- Wealth PMS
In his 2006 research report Painting By Numbers: An Ode To Quant (via The Hedge Fund Journal) James Montier presents a compelling argument for a quantitative approach to investing. Montier’s thesis is that simple statistical or quantitative models consistently outperform expert judgements. This phenomenon continues even when the experts are provided with the models’ predictions. Montier argues that the models outperform because humans are overconfident, biased, and unable or unwilling to change.
Montier goes on to give diverse examples of the application of his theory, ranging from the detection of brain damage, the interview process to admit students to university, the likelihood of a criminal to re-offend, the selection of “good” and “bad” vintages of Bordeaux wine, and the buying decisions of purchasing managers.

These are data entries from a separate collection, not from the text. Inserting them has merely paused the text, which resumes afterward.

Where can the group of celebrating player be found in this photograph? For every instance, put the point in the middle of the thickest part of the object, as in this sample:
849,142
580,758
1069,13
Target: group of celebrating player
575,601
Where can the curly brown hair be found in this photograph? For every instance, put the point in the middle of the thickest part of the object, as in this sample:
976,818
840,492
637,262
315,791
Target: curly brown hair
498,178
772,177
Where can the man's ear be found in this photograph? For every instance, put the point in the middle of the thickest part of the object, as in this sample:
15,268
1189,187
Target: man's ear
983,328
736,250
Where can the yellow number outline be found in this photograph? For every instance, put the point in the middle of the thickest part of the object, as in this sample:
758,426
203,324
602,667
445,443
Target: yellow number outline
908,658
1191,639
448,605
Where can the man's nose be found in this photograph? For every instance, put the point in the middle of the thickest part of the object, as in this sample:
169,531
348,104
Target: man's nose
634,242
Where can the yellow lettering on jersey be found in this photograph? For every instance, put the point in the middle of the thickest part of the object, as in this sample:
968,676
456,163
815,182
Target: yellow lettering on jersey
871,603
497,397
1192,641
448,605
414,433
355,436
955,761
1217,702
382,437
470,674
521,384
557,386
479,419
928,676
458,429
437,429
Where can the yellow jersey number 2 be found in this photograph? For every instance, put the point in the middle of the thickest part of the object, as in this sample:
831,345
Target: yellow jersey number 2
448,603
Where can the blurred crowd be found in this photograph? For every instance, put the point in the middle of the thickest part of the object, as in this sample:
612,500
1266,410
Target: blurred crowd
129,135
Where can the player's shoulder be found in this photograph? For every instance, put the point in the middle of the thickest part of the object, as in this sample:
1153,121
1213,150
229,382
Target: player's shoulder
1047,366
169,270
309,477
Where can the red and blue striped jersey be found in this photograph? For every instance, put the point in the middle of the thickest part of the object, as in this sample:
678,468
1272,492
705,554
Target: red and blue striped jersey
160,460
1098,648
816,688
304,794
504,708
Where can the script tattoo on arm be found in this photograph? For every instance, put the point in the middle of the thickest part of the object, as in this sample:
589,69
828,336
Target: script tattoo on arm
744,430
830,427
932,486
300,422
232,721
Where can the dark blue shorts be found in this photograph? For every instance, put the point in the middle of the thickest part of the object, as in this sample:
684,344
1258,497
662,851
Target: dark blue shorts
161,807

He then discusses some “meta-analysis” of studies to demonstrate that “the range of evidence I’ve presented here is not somehow a biased selection designed to prove my point:”
It’s an interesting read; an example displayed is using statistical generators to figure out if a patient is neurotic or psychotic – “experts” seem to get it wrong more often than the statistical generation of the result.
Montier argues the concept applies to investing as well – using quantitative models might remove all these crazy biases we have as humans. I have at many points cursed myself for not following a model, even if the result was beneficial to me; the point being, on average my discretion does nothing. Yet, I feel the need to prove my intelligence over the computer every once in a while, and for that I create a separate “education” fund – every time I override the system, the trade goes into my education and currently I’ve paid over a lakh for my education. There.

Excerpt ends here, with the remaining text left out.